At the Commerce Department, undersecretary for economic affairs Michael Darby, said, "This ... contradicts those who believe we are in a recession or are about to enter one. We expect the economy to continue to expand at a modest pace for the remainder of the year and in 1991."

In yesterday's advance report on GNP -- which will be revised twice as more complete information becomes available -- both consumer spending and business investment were stronger than all but a few forecasters had expected.

Meanwhile, inflation ran at a 4.1 percent rate in the quarter, up slightly from a 3.9 percent rate in the previous three months. More of the impact of soaring oil prices will show up in the GNP price index this quarter.

Despite the oil price shock, which according to two national surveys has knocked consumer confidence into a tailspin, households stepped up their spending at a 3.6 percent rate, after adjustment for inflation.

This compared with a 0.2 percent rate in the previous three months. Automobile sales gained, as did purchases of services, including more gas and electricity bought to cope with unusually hot summer weather in parts of the country, the department said.

Business investment gains were concentrated in the transportation sector, as carmakers made large fleet sales to car rental companies.

Negatives for the quarter included another sharp drop in housing construction, a small increase in the trade deficit, which tends to depress GNP, and a smaller increase in business inventories than in the second quarter.

Housing construction has now declined in seven of the last eight quarters and no one disputes that that industry is mired deep in recession. In a separate report, the Commerce Department said sales of new homes fell 6 percent in September to an annual rate of 503,000 units. It was the ninth drop in the past year and the worst in the last six months. Regionally, the September decline was worst in the Northeast, where only 54,000 new homes were sold.

For all the unexpected show of strength in the report, most forecasters were not changing their prediction that the longest peacetime expansion in the nation's history is coming to an end. The expansion began in December 1982 after the severe recession that began the year before.
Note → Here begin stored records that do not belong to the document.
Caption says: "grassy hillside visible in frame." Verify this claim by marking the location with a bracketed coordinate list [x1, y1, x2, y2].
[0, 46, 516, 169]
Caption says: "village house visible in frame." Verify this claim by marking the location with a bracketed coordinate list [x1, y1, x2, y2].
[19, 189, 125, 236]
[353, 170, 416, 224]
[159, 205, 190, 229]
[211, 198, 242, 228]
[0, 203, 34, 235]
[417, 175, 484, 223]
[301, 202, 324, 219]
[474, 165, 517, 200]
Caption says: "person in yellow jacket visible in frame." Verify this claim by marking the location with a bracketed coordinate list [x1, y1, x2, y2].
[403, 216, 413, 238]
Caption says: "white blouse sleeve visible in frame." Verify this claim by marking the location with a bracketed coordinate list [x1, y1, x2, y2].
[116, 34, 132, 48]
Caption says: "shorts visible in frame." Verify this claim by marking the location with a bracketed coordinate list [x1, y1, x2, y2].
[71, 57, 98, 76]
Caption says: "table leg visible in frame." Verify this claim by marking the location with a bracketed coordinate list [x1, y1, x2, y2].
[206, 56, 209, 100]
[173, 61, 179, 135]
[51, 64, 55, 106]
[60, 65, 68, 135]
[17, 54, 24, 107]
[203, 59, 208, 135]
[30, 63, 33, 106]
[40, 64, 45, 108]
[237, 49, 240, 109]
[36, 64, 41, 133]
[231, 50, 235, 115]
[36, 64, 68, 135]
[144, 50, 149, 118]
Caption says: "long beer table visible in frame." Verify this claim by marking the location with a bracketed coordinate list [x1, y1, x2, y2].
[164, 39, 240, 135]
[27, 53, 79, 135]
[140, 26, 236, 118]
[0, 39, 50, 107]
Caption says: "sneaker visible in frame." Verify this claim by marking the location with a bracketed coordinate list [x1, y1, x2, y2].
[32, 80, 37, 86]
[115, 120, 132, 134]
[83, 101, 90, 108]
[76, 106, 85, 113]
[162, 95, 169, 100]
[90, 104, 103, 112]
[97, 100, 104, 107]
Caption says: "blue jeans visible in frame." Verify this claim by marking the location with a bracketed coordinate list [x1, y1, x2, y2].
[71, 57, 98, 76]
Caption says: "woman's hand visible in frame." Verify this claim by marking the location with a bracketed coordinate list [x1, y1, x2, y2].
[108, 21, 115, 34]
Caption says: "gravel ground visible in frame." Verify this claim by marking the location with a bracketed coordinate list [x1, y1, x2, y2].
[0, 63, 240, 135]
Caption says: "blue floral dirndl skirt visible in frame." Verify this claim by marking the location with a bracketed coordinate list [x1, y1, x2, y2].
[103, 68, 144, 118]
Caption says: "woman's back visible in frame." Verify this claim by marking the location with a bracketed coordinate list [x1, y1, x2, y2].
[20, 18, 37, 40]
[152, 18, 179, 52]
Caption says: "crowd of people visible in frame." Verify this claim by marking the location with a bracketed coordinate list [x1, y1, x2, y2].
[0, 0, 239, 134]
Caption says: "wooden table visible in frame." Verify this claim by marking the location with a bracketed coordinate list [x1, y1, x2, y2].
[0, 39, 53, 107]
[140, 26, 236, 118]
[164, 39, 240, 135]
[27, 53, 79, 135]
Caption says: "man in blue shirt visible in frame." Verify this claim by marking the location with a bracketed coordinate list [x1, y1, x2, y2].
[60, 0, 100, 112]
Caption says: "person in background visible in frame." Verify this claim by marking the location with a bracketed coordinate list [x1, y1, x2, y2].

"There is nothing in here that would cause me to change my forecast," said L. Douglas Lee, chief economist of Washington Analysis Co., though he, too, was surprised by the third-quarter gains. "What we saw in the third quarter does not carry over," Lee said. "I am predicting a recession that lasts three quarters with declines of between 1 percent and 2 percent annual rates each quarter. I am calling it a mild kind of recession, and not one that lasts a year."

Similarly, economist Roger Brinner of DRI/McGraw-Hill, who came very close in calling the third-quarter numbers, also expects a recession to begin this quarter. "The report doesn't change our forecast at all; it was so close to what we predicted," Brinner said. "Why was it so good? Until the Iraqi invasion, consumers thought we were going to have a soft landing" and no recession, he said. Now the confrontation in the Middle East and the uncertainty surrounding it has "devastated consumer confidence." That loss of confidence will have more of an economic impact than the loss of purchasing power associated with the sharp rise in oil prices, he added.

"I think we will get a reversal of the third-quarter gain, a 1.5 percent to 2 percent decline, in the fourth quarter," Brinner predicted.

A further small drop is likely in the first quarter and possibly in the second, Brinner said. "The recession will end when oil prices fall and stay down, because you have to restore confidence and purchasing power," he said.